Nonsurgical root canal treatment or retreatment has a success rate of up to 74 % for necrotic teeth with apical periodontitis [47]. Currently there are no data in the literature regarding the healing of periradicular lesions in patients taking intravenous bisphosphonates. We find only a short-term retrospective clinical and radiographic study that evaluated the healing of periradicular lesions in patients taking long-term oral bisphosphonates after nonsurgical root canal treatment. The authors conclude that these patients can expect a satisfactory outcome with evidence of periradicular healing [33].

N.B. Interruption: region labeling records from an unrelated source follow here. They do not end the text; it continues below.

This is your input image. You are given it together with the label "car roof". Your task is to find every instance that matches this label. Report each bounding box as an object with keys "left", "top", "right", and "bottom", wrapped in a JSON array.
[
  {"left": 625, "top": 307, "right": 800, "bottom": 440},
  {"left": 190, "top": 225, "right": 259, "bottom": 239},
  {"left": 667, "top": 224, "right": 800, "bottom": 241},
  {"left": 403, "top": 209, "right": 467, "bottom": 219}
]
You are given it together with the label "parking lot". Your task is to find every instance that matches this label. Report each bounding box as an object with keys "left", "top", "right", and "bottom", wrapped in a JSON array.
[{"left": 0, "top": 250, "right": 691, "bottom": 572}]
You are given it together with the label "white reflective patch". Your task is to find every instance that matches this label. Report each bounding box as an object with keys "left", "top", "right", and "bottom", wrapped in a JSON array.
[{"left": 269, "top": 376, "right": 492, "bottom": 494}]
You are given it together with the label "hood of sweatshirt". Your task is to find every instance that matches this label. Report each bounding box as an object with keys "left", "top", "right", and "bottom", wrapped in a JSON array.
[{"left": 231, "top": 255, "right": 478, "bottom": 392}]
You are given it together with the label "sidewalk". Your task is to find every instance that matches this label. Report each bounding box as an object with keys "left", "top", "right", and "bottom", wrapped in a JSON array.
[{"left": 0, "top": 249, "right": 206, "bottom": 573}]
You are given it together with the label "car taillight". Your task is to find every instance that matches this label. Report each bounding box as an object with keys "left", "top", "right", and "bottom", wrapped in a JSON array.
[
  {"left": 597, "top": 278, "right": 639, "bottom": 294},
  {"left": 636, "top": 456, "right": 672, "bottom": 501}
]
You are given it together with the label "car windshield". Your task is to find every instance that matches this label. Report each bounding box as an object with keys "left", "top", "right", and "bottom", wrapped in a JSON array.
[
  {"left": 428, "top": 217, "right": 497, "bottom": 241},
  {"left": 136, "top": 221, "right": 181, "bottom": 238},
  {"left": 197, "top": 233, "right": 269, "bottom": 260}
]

When also nonsurgical root canal retreatment is impractical, surgical canal treatment is considered [45, 48]. The modern endodontic microsurgery is performed by using operating microscope, micro-instruments, ultrasonic tips, and biocompatible root-end filling materials and has a successful outcome in a follow-up of more than 1 year postoperatively in 89.0 % of cases [49, 50].

Currently there are few data about the outcome of surgical endodontic treatment in patients taking bisphosphonates. Sarathy et al. describe a case report where surgical endodontic treatment was a precipitating factor [36].

Surgical endodontic treatment is considered less invasive than tooth extraction, but several authors state that it is not recommended in patients taking bisphosphonates [36, 37, 51–53].

Surgical endodontic treatment should follow the same recommendation of any oral surgical procedures [54] and should be suggested to an assessment of the risk and potential benefits of the treatment for each individual patient [55].